The latest developments with the Israeli terrorist attack and the assassination of Nasrallah obviously weaken Hezbollah’s position. And they show something that has been proven many times in previous history. Israel cannot be defeated by military means alone. Israel, with the support of the Western imperialists, has defeated the allied armies of the Arab states in several wars in the past decades.
Nevertheless, we will not find a trace of criticism of the character and political programme and practice of Hezbollah in most analyses of the Left (especially those coming from a Stalinist tradition but not only) today.
Of course, the resistance put up by Hezbollah, needs to be supported in the context of the confrontation with Israel. If Israel’s new campaign against Hezbollah fails as it did in 2006, this will be positive for the resistance movements in the region and for the international anti-imperialist movement. It is also necessary to support measures such as the social network of schools, hospitals etc. that Hezbollah has set up.
But this is quite different from unconditional support, from a complete lack of criticism of Hezbollah, as is so often the case with many left organisations. On the question of Hezbollah’s confrontation with Israel, it is necessary to know that the methods of struggle adopted by Hezbollah will not provide a solution to the Palestinian problem or to the other problems of the region (social, economic, national, cultural, etc.).
The heroic movements of the Middle East over all the past decades, in their struggle against oppression, poverty and imperialism need internationalist socialist ideas and mass revolutionary parties.
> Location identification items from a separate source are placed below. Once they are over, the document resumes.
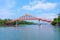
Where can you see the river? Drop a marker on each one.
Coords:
(30, 32)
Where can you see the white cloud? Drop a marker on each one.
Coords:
(39, 5)
(4, 13)
(48, 16)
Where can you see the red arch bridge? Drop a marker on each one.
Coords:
(28, 17)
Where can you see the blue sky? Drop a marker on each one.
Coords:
(46, 9)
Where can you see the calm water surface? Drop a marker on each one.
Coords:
(30, 32)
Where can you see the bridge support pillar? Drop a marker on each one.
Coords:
(39, 23)
(16, 24)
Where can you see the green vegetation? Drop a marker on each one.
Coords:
(6, 22)
(56, 21)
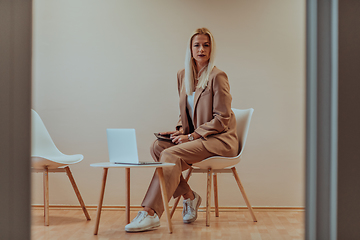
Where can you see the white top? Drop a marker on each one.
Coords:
(190, 105)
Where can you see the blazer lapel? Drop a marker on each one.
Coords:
(196, 99)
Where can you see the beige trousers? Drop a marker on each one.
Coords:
(183, 155)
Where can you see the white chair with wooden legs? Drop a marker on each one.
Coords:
(218, 164)
(45, 158)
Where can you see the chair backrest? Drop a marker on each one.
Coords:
(41, 142)
(243, 118)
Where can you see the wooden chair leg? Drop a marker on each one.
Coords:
(46, 196)
(216, 200)
(178, 198)
(77, 192)
(127, 195)
(98, 213)
(164, 197)
(242, 190)
(208, 197)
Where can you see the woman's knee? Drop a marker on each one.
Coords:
(168, 155)
(155, 150)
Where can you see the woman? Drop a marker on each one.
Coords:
(207, 127)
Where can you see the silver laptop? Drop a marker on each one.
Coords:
(122, 146)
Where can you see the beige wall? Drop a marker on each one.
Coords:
(113, 64)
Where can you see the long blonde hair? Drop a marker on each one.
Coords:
(190, 65)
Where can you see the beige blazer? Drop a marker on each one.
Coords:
(213, 118)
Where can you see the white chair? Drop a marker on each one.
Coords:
(45, 158)
(218, 164)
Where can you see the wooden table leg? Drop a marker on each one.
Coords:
(208, 197)
(216, 198)
(164, 197)
(100, 201)
(127, 195)
(46, 196)
(77, 192)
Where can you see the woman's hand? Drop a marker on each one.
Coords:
(173, 133)
(180, 139)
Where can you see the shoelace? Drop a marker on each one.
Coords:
(140, 214)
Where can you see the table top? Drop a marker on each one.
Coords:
(116, 165)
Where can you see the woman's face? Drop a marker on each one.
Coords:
(201, 49)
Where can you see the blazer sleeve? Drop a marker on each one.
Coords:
(221, 107)
(179, 124)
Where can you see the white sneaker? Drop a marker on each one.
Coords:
(190, 208)
(142, 222)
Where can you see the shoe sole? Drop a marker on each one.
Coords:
(143, 229)
(197, 208)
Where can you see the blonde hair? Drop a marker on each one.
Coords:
(190, 65)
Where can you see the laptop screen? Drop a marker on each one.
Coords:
(122, 145)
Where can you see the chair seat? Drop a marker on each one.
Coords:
(217, 163)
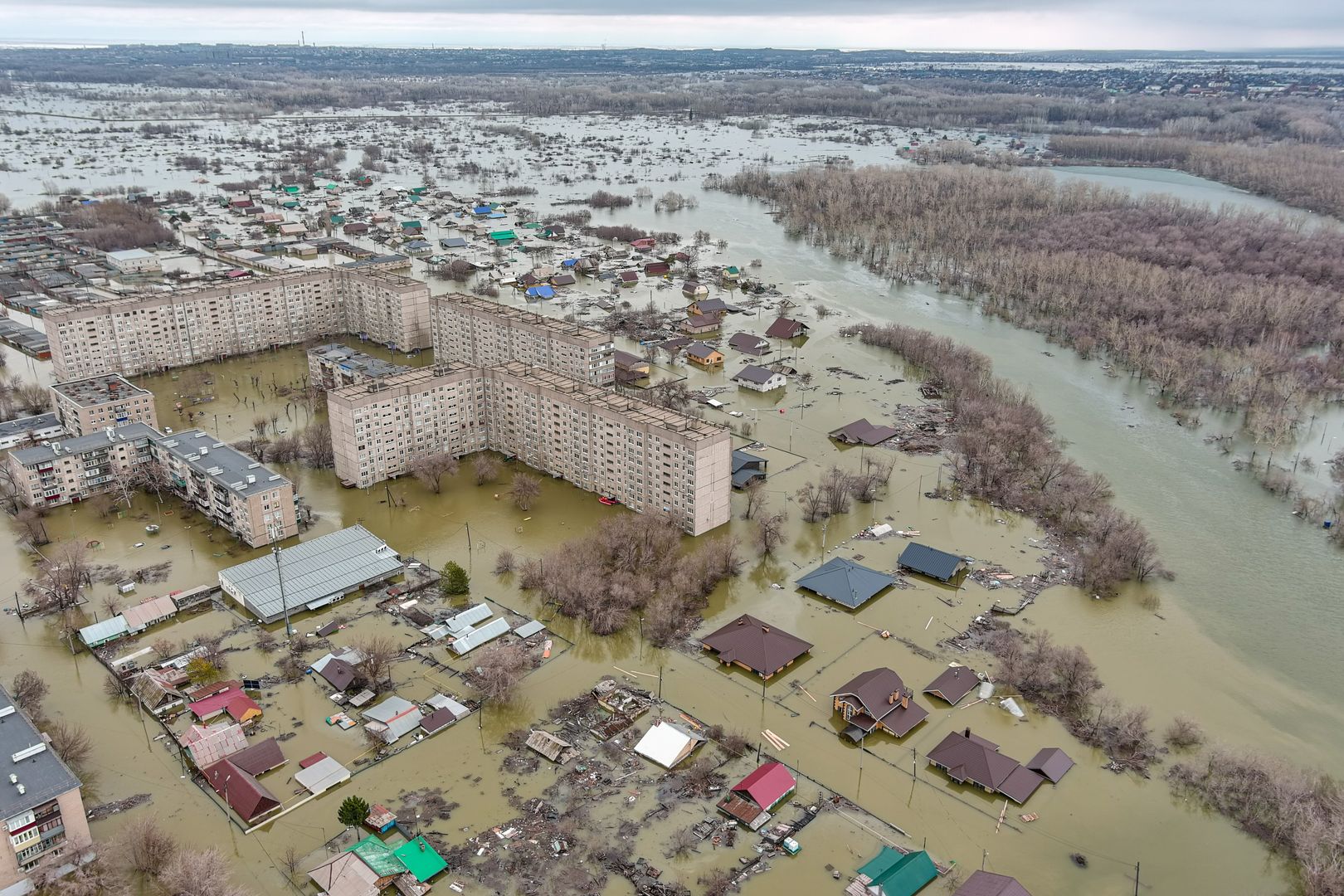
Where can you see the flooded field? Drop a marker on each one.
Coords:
(1231, 641)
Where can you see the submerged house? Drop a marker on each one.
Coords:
(877, 700)
(932, 562)
(754, 645)
(971, 759)
(845, 582)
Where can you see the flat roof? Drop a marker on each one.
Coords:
(84, 444)
(355, 360)
(217, 461)
(41, 772)
(329, 564)
(522, 316)
(99, 390)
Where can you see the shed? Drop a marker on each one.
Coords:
(756, 645)
(472, 638)
(845, 582)
(420, 859)
(1051, 763)
(346, 874)
(862, 433)
(548, 744)
(894, 874)
(668, 743)
(321, 776)
(101, 633)
(932, 562)
(953, 684)
(983, 883)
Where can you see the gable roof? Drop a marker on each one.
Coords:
(983, 883)
(756, 644)
(930, 562)
(899, 874)
(1051, 762)
(260, 757)
(862, 433)
(953, 684)
(785, 328)
(756, 373)
(845, 582)
(346, 874)
(767, 785)
(244, 793)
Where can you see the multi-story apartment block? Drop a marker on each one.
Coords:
(39, 802)
(477, 331)
(229, 486)
(95, 403)
(71, 470)
(334, 366)
(648, 457)
(158, 331)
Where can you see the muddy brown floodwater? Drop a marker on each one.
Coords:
(1230, 644)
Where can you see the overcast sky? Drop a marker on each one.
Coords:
(1199, 24)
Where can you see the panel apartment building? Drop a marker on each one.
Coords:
(39, 802)
(230, 488)
(97, 402)
(158, 331)
(648, 457)
(477, 331)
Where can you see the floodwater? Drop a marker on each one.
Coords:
(1231, 642)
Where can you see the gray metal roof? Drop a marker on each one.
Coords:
(42, 774)
(845, 582)
(84, 444)
(217, 461)
(334, 563)
(930, 562)
(476, 637)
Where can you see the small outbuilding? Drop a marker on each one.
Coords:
(932, 562)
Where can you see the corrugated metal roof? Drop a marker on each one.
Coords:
(314, 570)
(105, 631)
(474, 638)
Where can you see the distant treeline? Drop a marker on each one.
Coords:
(1230, 309)
(1304, 175)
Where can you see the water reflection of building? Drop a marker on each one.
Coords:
(648, 457)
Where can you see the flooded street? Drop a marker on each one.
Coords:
(1231, 640)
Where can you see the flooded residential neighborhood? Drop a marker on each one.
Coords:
(523, 511)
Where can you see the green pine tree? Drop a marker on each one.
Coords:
(455, 579)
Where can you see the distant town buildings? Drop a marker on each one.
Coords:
(158, 331)
(648, 457)
(97, 402)
(41, 805)
(477, 331)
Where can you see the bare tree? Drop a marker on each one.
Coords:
(771, 533)
(485, 469)
(757, 499)
(524, 489)
(499, 670)
(378, 652)
(431, 468)
(28, 691)
(147, 846)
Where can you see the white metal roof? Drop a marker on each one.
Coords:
(327, 566)
(474, 638)
(321, 776)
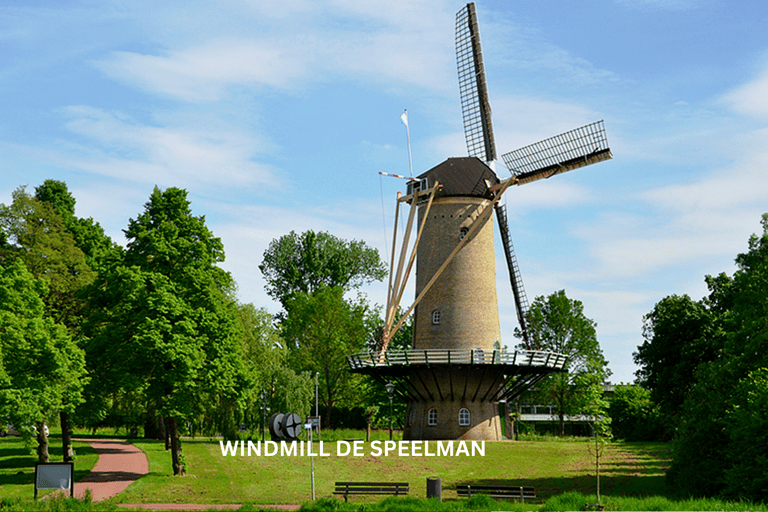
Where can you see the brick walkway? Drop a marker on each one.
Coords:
(120, 464)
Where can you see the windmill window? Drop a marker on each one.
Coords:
(464, 417)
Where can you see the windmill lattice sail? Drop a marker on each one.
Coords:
(570, 150)
(475, 107)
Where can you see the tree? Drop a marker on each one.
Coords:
(305, 263)
(709, 458)
(37, 236)
(747, 453)
(558, 324)
(41, 368)
(678, 335)
(89, 236)
(164, 324)
(41, 241)
(266, 357)
(634, 415)
(321, 330)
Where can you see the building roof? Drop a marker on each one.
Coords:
(464, 176)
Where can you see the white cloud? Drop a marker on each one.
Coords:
(662, 5)
(203, 72)
(751, 99)
(118, 146)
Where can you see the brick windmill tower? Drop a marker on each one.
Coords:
(456, 373)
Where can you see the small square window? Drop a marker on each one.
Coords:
(432, 417)
(464, 417)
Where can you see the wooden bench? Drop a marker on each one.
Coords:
(496, 491)
(393, 488)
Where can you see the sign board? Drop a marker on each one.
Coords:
(55, 475)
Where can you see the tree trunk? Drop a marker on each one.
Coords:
(165, 425)
(66, 437)
(153, 427)
(42, 443)
(173, 428)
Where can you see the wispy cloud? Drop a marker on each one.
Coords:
(663, 5)
(751, 99)
(117, 146)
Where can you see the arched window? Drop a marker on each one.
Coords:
(432, 417)
(463, 417)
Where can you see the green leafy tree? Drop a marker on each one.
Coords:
(728, 388)
(679, 334)
(747, 453)
(41, 368)
(164, 325)
(89, 236)
(558, 324)
(305, 263)
(634, 414)
(38, 237)
(266, 357)
(321, 330)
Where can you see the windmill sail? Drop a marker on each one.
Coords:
(570, 150)
(473, 91)
(521, 300)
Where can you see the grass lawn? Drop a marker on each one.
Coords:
(17, 464)
(552, 467)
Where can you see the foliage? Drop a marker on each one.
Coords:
(747, 452)
(41, 367)
(634, 415)
(89, 236)
(266, 358)
(710, 457)
(558, 324)
(320, 330)
(38, 238)
(306, 263)
(163, 329)
(679, 336)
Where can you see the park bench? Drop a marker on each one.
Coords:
(393, 488)
(496, 491)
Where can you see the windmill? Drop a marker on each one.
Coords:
(456, 372)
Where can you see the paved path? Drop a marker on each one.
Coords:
(120, 464)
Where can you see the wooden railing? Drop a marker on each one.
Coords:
(458, 356)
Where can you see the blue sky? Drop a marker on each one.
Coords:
(278, 116)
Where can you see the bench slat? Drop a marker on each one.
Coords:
(496, 491)
(347, 488)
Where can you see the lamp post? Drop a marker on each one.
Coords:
(390, 389)
(317, 404)
(263, 412)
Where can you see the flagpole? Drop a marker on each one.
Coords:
(404, 119)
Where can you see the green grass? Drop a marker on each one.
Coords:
(562, 471)
(551, 467)
(17, 464)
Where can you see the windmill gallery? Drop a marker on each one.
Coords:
(456, 373)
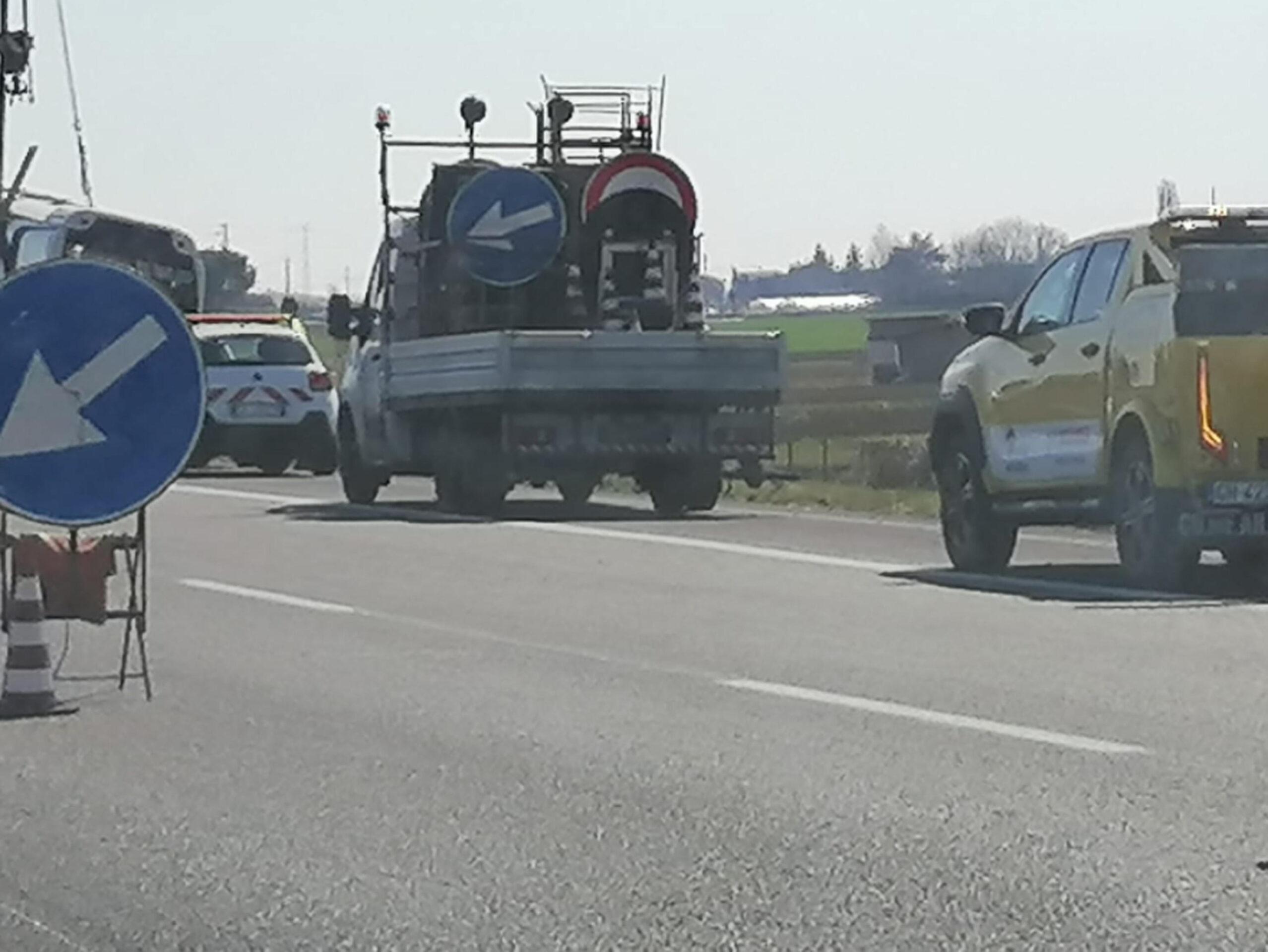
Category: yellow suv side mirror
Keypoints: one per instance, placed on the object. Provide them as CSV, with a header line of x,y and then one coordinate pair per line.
x,y
986,320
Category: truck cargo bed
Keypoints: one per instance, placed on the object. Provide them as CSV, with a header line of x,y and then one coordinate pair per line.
x,y
722,367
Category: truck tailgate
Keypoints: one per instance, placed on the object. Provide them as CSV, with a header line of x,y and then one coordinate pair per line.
x,y
731,367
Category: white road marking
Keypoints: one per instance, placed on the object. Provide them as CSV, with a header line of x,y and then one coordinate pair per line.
x,y
804,558
948,720
245,495
265,596
36,926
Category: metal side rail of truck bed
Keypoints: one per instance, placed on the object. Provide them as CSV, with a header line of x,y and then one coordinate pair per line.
x,y
495,367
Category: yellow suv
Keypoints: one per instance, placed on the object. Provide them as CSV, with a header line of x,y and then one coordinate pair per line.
x,y
1129,387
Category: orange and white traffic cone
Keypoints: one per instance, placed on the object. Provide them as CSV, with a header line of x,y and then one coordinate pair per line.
x,y
28,671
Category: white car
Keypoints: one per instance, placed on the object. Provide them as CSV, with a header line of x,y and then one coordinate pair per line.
x,y
270,401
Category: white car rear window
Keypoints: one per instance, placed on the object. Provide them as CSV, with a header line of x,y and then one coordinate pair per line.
x,y
255,350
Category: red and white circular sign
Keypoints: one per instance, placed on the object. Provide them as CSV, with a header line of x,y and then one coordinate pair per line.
x,y
641,172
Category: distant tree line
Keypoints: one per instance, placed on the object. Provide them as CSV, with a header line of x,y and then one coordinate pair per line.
x,y
993,263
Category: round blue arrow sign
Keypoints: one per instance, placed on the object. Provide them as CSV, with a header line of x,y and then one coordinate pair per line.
x,y
102,393
507,226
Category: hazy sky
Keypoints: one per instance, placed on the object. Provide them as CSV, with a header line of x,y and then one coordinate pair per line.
x,y
799,121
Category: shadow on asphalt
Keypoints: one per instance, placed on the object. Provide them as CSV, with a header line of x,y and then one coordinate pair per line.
x,y
512,511
1100,586
241,475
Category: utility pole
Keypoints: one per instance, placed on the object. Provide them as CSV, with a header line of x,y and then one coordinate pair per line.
x,y
309,274
4,88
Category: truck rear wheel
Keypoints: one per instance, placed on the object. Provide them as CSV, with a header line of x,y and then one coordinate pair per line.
x,y
975,539
361,483
1148,539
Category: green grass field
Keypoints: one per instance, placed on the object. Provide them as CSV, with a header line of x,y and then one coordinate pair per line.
x,y
810,333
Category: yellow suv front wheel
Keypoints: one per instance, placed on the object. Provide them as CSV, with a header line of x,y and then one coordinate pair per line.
x,y
975,538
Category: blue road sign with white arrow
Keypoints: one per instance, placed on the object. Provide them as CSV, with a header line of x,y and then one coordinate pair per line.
x,y
102,393
507,226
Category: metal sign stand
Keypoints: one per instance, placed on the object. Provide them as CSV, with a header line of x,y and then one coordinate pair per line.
x,y
136,614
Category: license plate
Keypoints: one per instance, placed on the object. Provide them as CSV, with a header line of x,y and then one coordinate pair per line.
x,y
1224,524
1238,493
259,410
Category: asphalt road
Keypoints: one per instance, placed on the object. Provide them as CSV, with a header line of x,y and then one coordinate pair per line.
x,y
388,729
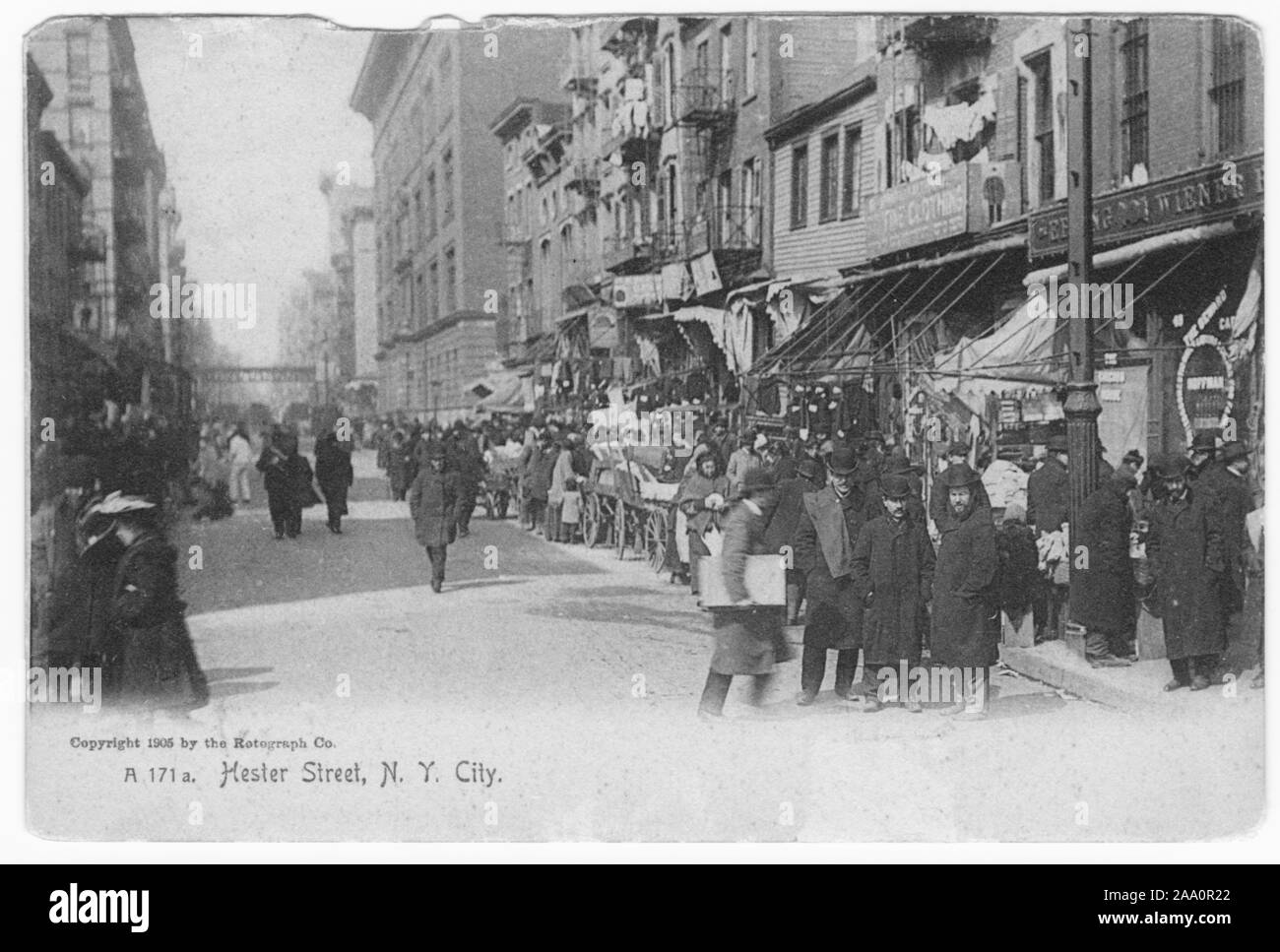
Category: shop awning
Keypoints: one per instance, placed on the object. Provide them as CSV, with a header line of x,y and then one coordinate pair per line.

Anything else, anything that tends to tail-end Islamists, ultimately leads to defeat, massacres and untold misery.
A simple reading of the history of the Iranian revolution, the hijacking of its working class, popular, anti-imperialist character by the Islamists and the massacre of worker leaders and activists as well as the Kurdish left guerrilla movement and members of the mass Communist Party of Iran, Tudeh, is very instructive.
The Left must learn from the mistakes of the past and not repeat them.
Support for the rights and struggles of a people does not necessarily mean support for the methods of struggle adopted by the leadership of such movements, especially when there is no internal democracy within them. The Left must offer its own class-internationalist analysis and perspective and not become the tail of conservative or socially reactionary forces in the name of anti-imperialism.